C++ only one constructor is called

Question

I'm trying to understand rvalue reference. This is the code I've written so far:

class A {
public:
    A(const char* str) {
        std::cout << str;
    }

    A(A&& other) {
        std::cout << "other";
    }
};

int main() {
    A m(A(A(A("hello"))));
}

The output is only "hello", which makes me confused.

Since A("hello") is a temporary object passed to the second constructor, But the code output is as if only the first constructor is called.

I guess either this is a compiler optimization or i miss some details about constructors and rvalues.

Answer 1

What you observe is also known as copy elision, more precisely:

Under the following circumstances, the compilers are required to omit the copy and move construction of class objects, even if the copy/move constructor and the destructor have observable side-effects. The objects are constructed directly into the storage where they would otherwise be copied/moved to.

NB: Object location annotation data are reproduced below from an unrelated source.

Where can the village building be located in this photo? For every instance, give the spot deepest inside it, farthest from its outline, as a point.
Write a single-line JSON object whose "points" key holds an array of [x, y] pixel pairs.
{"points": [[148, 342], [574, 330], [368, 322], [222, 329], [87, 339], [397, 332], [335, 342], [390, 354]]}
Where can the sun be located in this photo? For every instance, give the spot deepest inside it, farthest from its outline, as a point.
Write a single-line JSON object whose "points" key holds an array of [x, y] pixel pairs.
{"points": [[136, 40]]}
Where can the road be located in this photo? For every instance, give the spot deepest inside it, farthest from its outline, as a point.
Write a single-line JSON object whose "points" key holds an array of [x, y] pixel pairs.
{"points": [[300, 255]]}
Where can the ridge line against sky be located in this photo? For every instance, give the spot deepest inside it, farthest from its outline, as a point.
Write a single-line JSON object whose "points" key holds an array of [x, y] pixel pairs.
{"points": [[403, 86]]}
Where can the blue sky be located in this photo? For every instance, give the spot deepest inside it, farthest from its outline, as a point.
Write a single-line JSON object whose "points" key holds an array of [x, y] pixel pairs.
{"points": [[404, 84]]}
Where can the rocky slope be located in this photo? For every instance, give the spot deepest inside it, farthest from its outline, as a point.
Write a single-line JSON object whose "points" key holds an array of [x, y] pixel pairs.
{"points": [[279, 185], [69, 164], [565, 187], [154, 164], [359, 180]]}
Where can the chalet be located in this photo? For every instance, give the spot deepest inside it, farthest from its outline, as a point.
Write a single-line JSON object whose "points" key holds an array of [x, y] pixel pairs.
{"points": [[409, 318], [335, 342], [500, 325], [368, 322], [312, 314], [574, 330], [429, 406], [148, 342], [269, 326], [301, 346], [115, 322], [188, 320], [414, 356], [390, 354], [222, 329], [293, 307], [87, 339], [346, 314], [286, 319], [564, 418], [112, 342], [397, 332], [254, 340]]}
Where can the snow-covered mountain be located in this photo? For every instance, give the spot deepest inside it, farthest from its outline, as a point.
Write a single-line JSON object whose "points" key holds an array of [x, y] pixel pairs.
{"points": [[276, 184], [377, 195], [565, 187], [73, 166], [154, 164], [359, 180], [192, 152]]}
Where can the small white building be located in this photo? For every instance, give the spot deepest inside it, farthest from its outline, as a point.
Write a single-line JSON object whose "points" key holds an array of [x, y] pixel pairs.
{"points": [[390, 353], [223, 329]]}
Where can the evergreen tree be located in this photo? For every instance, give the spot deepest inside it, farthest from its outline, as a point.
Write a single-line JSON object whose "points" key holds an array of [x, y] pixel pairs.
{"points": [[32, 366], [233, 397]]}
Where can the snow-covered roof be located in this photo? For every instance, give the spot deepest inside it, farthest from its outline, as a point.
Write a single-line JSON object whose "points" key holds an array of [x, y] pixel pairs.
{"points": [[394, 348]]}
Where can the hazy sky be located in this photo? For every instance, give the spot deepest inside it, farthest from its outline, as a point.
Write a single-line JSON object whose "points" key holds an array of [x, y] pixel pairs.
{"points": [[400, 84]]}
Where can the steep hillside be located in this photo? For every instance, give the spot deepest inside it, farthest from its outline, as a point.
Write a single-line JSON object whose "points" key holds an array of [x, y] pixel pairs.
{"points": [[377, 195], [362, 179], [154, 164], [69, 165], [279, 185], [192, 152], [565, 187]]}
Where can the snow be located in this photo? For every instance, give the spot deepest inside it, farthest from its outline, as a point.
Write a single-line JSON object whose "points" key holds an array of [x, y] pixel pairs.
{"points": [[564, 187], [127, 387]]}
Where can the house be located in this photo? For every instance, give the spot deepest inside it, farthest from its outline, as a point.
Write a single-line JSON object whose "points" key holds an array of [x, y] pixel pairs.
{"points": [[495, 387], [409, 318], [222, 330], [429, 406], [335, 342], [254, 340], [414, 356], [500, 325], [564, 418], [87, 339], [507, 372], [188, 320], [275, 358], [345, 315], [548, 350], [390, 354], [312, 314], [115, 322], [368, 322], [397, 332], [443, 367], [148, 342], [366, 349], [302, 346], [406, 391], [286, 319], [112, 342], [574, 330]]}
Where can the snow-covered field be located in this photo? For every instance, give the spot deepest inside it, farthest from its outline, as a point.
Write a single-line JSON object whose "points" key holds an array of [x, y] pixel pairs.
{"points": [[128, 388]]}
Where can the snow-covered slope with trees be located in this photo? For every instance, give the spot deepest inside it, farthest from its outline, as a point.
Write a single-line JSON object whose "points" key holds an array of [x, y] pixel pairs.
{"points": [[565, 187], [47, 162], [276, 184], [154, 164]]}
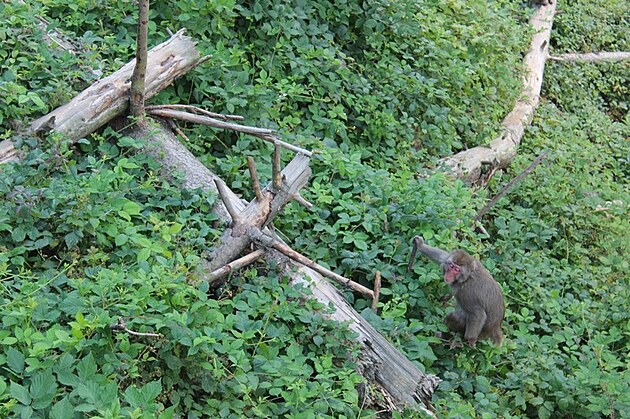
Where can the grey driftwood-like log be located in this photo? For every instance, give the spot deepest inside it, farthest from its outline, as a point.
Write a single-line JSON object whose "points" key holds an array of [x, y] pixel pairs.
{"points": [[477, 164], [396, 376], [258, 213], [592, 57], [109, 97], [384, 366]]}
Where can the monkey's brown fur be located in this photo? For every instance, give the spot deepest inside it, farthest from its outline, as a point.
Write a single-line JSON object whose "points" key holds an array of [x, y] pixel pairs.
{"points": [[480, 307], [479, 299]]}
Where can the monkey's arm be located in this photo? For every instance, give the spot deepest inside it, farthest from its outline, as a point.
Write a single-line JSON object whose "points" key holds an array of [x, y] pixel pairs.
{"points": [[474, 324]]}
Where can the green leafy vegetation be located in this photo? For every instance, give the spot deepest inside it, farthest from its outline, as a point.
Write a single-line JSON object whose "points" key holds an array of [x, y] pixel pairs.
{"points": [[92, 233]]}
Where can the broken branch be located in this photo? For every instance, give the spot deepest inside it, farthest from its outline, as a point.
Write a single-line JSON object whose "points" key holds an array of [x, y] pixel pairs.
{"points": [[377, 290], [275, 168], [121, 326], [221, 187], [262, 133], [590, 57], [196, 110], [272, 242], [232, 266], [254, 177], [509, 186]]}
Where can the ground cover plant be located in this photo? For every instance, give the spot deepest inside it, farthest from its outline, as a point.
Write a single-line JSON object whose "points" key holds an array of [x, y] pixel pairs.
{"points": [[91, 233]]}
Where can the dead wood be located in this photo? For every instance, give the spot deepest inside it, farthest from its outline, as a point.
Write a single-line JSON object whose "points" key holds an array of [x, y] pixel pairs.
{"points": [[109, 97], [478, 164], [278, 245], [591, 57], [234, 265], [507, 188], [392, 372], [136, 94], [262, 133], [377, 291], [383, 366]]}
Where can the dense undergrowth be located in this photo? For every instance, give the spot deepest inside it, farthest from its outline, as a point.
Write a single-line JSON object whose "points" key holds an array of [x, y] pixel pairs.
{"points": [[91, 232]]}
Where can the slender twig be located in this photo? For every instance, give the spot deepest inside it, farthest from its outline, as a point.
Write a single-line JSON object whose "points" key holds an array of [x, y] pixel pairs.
{"points": [[509, 186], [175, 128], [592, 57], [276, 170], [232, 266], [377, 290], [223, 193], [136, 98], [254, 178], [303, 201], [262, 133], [196, 110], [121, 326], [268, 241]]}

The copy/move constructors need not be present or accessible:

(...)

• In the initialization of an object, when the initializer expression is a prvalue of the same class type (ignoring cv-qualification) as the variable type:

T x = T(T(f())); // only one call to default constructor of T, to initialize x

which is exactly your case.

Note that the optimization is mandatory for C++17 onwards. It is optional for C++11, but it seems that your compiler applies it anyway.

Answer 2

Yes this is a compiler/language(see latter) optimization.

As can be seen here, this will output:

hello

Changing the standard from -std=c++2a to -std=c++14 in the compiler options will still give you hello only, but in addition to the standard change if you also add: -fno-elide-constructors to the options you should see what you're hoping for.

However, this option will no longer work if you specify C++17 or C++2a as standard as this elision has become mandatory in certain situations since those standards, your situation is one of those.